African Economic Research Consortium Officials Call on Vice-Chancellor

A delegation from the African Economic Research Consortium (AERC) who are on working visit to UCC has called on the Vice-Chancellor at his office.

AERC is a major teaching and research organisation collaborating with the Department of Economics.

Each year, Master of Philosophy (M.Phil.) students from the Department undertake elective courses in Nairobi for three months. The leader of the delegation, Dr. Innocent Matshe, who is the Director of Training at AERC, said the Department of Economics is a member of the AERC, therefore they decided to visit and senisitise senior management and final year students of the department about the activities and opportunities on offer by the group.

The visit was also intended to take stock of AERC funded projects and review the existing Memorandum of Understanding. Dr. Matshe said the time has come to route the University in major economic networks and circles to bring in more research collaborations and funding to support the training of much needed professionals in the economic field.

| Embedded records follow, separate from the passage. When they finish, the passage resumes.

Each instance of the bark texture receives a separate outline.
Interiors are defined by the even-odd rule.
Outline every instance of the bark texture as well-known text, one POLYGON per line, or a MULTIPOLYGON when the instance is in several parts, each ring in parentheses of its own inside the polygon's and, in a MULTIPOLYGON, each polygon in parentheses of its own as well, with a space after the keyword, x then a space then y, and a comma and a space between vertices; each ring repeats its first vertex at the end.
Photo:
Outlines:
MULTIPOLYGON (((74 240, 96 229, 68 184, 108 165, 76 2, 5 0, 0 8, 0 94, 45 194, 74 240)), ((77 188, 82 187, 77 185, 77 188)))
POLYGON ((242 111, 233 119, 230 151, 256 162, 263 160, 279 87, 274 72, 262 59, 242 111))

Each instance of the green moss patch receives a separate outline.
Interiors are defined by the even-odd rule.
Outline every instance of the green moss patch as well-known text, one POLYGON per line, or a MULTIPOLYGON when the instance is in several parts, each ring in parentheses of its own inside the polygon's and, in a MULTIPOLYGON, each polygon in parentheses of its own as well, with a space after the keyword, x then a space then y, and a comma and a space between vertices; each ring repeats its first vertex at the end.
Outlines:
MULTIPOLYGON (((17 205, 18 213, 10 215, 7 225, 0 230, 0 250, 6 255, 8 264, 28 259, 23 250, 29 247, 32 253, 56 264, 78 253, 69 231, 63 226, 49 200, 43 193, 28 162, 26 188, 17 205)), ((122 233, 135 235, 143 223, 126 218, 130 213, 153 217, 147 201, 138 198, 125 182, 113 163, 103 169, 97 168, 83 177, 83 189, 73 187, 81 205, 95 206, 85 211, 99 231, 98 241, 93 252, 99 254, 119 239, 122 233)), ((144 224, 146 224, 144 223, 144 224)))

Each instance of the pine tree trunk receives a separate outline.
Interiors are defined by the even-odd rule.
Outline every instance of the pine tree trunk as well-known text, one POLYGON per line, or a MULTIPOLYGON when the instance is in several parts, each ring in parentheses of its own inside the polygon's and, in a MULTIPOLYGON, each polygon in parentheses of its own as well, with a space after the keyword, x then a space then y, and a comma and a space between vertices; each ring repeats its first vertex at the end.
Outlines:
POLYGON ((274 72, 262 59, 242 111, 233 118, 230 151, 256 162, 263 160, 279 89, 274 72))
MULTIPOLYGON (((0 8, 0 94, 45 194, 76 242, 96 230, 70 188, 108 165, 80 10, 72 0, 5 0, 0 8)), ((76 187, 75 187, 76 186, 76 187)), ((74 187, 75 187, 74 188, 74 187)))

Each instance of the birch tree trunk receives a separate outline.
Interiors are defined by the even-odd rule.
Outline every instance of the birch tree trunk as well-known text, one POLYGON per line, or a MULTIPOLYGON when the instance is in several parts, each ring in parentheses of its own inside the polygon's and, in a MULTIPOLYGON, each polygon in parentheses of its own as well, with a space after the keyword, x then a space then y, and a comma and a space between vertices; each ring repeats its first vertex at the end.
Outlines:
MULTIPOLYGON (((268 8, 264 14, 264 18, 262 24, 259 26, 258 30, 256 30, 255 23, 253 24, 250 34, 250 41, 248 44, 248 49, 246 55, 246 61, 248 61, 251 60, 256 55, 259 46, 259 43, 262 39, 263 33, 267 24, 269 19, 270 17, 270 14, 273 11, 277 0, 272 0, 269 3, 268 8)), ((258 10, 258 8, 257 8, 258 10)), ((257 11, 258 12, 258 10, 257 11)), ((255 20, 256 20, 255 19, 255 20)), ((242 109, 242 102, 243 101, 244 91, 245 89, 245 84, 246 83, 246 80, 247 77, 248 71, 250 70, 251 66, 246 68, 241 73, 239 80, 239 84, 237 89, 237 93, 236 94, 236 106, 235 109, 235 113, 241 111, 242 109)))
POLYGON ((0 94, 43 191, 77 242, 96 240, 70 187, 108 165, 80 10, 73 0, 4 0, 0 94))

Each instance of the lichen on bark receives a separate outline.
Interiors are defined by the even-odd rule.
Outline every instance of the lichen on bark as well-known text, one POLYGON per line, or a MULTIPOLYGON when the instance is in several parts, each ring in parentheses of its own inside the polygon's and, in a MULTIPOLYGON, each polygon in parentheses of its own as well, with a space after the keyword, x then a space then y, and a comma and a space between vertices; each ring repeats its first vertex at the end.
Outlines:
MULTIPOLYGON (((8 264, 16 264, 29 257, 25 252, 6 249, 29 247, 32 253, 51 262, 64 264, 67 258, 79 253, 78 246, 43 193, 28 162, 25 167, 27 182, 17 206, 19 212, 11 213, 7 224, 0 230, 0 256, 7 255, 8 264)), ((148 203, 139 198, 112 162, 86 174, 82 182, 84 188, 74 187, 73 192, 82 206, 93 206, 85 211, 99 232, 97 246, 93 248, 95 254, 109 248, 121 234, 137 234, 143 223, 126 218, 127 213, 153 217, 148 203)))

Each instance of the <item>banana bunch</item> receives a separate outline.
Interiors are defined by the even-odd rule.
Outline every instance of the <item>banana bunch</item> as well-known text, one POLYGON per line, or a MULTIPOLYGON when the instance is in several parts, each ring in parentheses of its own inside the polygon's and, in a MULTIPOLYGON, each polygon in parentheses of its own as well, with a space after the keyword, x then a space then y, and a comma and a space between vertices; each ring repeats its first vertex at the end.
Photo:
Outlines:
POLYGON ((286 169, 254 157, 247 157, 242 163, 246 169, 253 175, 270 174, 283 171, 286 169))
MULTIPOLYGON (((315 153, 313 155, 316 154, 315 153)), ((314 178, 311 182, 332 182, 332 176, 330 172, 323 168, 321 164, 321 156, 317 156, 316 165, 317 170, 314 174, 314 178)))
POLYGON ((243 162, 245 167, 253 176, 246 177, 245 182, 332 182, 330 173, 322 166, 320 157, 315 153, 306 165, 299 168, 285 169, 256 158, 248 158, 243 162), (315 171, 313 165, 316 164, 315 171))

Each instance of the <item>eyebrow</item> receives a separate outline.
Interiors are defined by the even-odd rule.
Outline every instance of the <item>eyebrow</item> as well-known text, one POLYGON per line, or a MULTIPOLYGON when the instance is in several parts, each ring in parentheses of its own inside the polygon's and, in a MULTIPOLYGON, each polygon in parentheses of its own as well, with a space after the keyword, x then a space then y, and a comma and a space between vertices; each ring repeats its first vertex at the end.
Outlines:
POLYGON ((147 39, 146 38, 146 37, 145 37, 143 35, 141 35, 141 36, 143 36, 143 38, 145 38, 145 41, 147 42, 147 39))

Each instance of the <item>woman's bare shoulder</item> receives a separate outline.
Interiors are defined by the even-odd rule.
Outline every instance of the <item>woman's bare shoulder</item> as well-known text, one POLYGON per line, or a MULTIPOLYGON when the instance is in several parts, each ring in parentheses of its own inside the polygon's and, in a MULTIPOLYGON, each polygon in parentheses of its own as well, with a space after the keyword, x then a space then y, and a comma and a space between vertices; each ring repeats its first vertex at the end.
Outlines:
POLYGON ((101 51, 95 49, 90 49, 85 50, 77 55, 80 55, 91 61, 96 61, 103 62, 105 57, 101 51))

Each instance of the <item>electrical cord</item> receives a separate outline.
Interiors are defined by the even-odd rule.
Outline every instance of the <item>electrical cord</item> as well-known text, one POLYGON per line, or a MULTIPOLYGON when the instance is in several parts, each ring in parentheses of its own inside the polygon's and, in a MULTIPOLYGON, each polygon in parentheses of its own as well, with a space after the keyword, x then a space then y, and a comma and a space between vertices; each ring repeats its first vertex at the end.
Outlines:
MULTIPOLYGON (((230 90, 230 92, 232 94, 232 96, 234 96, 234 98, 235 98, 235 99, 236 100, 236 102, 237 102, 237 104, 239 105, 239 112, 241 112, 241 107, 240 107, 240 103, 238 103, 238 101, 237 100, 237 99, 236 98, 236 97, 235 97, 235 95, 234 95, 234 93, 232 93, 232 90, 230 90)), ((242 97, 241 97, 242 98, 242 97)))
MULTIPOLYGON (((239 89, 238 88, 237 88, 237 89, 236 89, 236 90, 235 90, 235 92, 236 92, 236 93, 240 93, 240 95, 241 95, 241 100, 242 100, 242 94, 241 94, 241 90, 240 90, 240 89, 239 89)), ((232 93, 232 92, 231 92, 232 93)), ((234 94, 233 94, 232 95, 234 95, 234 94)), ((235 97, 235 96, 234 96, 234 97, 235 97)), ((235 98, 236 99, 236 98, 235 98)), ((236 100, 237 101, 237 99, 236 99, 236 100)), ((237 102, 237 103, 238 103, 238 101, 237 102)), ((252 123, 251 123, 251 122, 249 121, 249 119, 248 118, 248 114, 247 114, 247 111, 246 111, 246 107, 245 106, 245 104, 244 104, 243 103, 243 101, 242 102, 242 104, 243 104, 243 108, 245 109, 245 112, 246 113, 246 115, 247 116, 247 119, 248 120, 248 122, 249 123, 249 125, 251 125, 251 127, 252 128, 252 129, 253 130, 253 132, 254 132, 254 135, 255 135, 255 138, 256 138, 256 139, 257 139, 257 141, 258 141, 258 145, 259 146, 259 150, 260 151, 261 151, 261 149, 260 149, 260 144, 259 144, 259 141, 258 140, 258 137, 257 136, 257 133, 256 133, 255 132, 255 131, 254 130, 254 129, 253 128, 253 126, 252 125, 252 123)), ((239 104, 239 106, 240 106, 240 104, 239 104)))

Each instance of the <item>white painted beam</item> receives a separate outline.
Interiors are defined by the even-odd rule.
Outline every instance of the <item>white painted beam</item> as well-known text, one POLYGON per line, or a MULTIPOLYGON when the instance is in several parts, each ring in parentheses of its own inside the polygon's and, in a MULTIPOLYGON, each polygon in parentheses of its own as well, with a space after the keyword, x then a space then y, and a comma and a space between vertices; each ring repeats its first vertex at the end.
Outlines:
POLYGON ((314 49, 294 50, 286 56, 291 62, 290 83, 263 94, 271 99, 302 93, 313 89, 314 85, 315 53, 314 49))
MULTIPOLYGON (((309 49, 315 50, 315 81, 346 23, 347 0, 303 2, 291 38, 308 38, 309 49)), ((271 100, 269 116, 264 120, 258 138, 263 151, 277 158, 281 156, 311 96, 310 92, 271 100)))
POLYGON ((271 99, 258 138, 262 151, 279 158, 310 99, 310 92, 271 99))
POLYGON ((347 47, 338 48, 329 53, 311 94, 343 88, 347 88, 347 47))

Dr. Matshe indicated that there were over 4,000 researchers in their network, for that matter to help strengthen economic decision making, efforts should be geared towards research and training. According to him currently there is an amount of $10bn available to be accessed but due to lack of capacity in sourcing funds, the money was still sitting idle.  “We need to build capacity where it is lacking, we have to do it together, because together we are stronger and can succeed faster”.

Responding the Vice-Chancellor, Prof Ampiah called on the Department of Economics to try and bring other departments like the School of Agriculture to close the capacity gaps by building their capacity.

Prof. Ampiah urged the department to make their courses more friendly to get more students to enroll. “You have to dispel the notion that one has to be of some caliber before one could do economics”.

“We can build our own capacity if we pull our resources together, we can build something that cuts across”. He called on the leadership of the department to nurture it into a more international status by changing their modus of operandi from within. “Capacity building should start from within and transferred elsewhere. Break the shell and have more networks”.